Premature ovarian failure

Premature ovarian failiure may occur due to auto-immune disease or as an isolated 'premature menopause'. The diagnosis is also known as primary ovarian failure or primary gonadal failure.

What is the main presenting complaint?

A detailed history is essential in all patients, as this will affect the differential diagnoses considerably. It is also essential to determine exactly why the patient is seeking advice as premature ovarian failure may present with primary amenorrhoea, secondary amenorrhoea, osteoporosis or infertility, each requiring different mangement strategies. 

Has the patient been through the normal sequence of puberty? 

Assess the timing and staging of puberty: timing of secondary hair development, breast development, menarche, and the rate of change of height.

Has the patient menstruated in the past, or do they have primary amenorrhoea?

Premature ovarian failure typically causes secondary amenorrhoea, and so other diagnoses should be considered in patients with primary amenorrhoea. 

Alternative causes of secondary amenorrhoea or oligomenorrhoea should also be sought: assess for symptoms of polycystic ovarian syndrome, hyperprolactinaemia and thyroid dysfunction.

Has the patient previously sought fertility? Has this resulted in pregnancies? Were there obstetric complications and were they able to breast feed? 

Previous successful pregnancies may help define duration of disease.

Post partum haemorrhage leading to Sheehan’s syndrome as a cause of hypopituitarism is possible if the patient was unable to breast feed and developed secondary amenorrhoea.

Could the patient be pregnant now? 

Amenorrhoea and breast swelling are signs of early pregnancy which may not be noticed in the oligomenorrhoeic patient.

Has the patient lost or gained weight? 

Weight loss may indicate the development of thyrotoxicosis, coeliac disease, or diabetes which may be associated with auto-immune ovarian failure.

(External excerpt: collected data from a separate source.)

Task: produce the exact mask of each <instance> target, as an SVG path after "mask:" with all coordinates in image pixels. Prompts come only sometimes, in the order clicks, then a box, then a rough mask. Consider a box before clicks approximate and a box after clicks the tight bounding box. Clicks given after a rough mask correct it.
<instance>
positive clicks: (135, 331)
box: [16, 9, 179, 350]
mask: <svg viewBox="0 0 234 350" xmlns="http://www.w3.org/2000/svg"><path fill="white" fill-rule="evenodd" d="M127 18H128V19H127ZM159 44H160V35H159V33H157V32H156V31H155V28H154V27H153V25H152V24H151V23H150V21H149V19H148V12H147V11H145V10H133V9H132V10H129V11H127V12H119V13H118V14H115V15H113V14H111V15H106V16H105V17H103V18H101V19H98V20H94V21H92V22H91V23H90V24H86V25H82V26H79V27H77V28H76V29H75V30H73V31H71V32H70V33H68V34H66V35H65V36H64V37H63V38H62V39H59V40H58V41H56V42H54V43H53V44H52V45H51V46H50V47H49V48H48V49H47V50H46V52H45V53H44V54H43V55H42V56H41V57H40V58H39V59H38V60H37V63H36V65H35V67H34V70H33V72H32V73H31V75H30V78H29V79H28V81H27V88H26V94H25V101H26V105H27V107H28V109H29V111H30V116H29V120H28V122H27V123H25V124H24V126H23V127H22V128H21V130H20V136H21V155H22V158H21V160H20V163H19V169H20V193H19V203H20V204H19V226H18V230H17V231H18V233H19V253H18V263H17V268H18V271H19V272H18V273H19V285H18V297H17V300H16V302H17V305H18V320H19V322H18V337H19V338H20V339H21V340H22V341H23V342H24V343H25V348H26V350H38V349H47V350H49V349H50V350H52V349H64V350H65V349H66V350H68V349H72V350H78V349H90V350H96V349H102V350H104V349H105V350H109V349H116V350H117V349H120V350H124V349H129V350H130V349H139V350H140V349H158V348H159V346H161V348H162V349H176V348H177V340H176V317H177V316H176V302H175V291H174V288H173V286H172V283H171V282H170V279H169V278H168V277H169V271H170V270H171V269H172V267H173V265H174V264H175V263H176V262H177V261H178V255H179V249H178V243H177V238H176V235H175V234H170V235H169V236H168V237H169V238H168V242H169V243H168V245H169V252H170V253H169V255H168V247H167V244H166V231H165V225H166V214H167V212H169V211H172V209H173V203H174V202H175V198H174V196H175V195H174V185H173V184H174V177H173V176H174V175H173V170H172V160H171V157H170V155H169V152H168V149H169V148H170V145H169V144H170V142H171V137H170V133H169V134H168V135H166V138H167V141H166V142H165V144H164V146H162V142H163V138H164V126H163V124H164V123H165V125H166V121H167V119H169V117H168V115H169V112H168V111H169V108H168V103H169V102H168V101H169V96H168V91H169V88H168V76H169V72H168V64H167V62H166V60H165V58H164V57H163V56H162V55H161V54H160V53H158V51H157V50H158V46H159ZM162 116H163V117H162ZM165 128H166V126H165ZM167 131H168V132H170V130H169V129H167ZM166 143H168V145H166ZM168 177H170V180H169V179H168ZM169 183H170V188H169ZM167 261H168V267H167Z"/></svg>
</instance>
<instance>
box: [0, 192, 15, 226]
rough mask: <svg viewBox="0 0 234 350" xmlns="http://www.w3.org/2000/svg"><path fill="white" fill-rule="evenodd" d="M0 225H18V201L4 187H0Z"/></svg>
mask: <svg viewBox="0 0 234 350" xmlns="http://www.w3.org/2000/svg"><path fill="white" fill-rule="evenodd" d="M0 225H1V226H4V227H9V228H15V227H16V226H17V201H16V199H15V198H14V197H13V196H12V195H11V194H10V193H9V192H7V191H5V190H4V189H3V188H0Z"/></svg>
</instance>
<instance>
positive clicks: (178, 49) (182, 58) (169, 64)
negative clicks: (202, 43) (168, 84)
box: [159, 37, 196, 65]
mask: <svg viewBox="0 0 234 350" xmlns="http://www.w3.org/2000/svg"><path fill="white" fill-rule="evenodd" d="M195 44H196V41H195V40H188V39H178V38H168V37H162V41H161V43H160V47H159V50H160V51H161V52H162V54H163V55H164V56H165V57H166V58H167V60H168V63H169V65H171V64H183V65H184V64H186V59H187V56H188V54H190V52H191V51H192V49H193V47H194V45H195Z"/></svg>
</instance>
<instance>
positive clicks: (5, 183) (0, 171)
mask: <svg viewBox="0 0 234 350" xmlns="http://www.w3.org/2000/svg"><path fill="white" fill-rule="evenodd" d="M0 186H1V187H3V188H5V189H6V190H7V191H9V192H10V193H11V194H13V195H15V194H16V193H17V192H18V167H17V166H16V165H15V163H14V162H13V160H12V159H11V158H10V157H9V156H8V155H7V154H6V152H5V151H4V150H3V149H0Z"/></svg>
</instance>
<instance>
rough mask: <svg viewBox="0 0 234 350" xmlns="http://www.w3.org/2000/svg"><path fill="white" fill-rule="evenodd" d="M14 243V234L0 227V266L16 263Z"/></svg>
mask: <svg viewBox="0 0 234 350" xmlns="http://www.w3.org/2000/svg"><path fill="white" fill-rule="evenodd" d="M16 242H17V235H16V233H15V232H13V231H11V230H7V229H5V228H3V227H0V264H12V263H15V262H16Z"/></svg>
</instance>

Weight loss will also occur with hypopituitarism which also presents with secondary amenorrhoea.

Central weight gain is associated with Cushing's, and polycystic ovarian syndrome is exacerbated by weight gain, both of which can present with oligomenorrhoea.

Does the patient feel their libido is normal or has this changed? 

Loss of libido occurs with any cause of hypogonadism, but may not be reported by the patient unless specifically questioned.

Has the patient developed hot flushes? 

This often occurs with estrogen deficiency, whereas generalised heat intolerance is more suggestive of thyrotoxicosis.

Are there features to suggest elevated prolactin? 

Hyperprolactinaemia of any cause causes oligomenorrhoea or amenorrhoea. However, this is associated with breast swelling, tenderness and galactorrhoea in most cases, and with biochemical hypogonadotropic hypogonadism.

Are there any features of thyroid dysfunction? 

Thyrotoxicosis may present with seconary amenorrhoea, though other features, sweating, palpitations, tremor, weight loss or diarrhoea, are usually obvious.

Auto-immune thyroid dysfunction is also associated with premature ovarian failure, and so clinical and biochemical screening should be performed regularly.

Are they taking a normal diet? Do they have symptoms suggestive of an eating disorder? Do they take any special supplements or soya products, such as milk? 

Anorexia nervosa and very low BMI of any cause may cause secondary amenorrhoea though this is due to hypothalamic dysfunction rather than primary gonadal failure.

Soya is known to contain large amounts of phytoestrogens which may interfere with the hypothalamic-pituitary-gonadal axis. Steroids also interact with the hypothalamic-pituitary-gonadal axis and may occasionally be found in preparations thought by the patient to be 'natural' or 'herbal'.

What level of exercise does the patient take? 

Excessive exercise may lead to hypothalamic dysfunction with hypogonadotropic hypogonadism rather than primary gonadal failure.

Are they taking any prescribed or non prescribed medications? 

Various agents associated with hypogonadism are listed below (although it is not exhaustive): 

Opiates and recreational drugs, for example diamorphine, morphine sulphate, heroin, marijuana and alcohol.

Steroids, for example hydrocortisone, beclamethasone and fluticasone, interfere with the hypothalamic-pituitary axis.

Estrogens and drugs with estrogen-like activity, such as diethylstilbestrol and digoxin, and exogenous testosterone used for body building and other sports, may also affect the hypothalamic-pituitary-gonadal axis. 

Phenytoin enhances estrogen synthesis, and a range of other drugs interfere with the synthesis or action of sex steroids. These include ketoconazole, metronidazole, alkylating agents, spironolactone, cimetidine, flutamide, finasteride, and etomidate, although this problem is rarely encountered in clinical practise.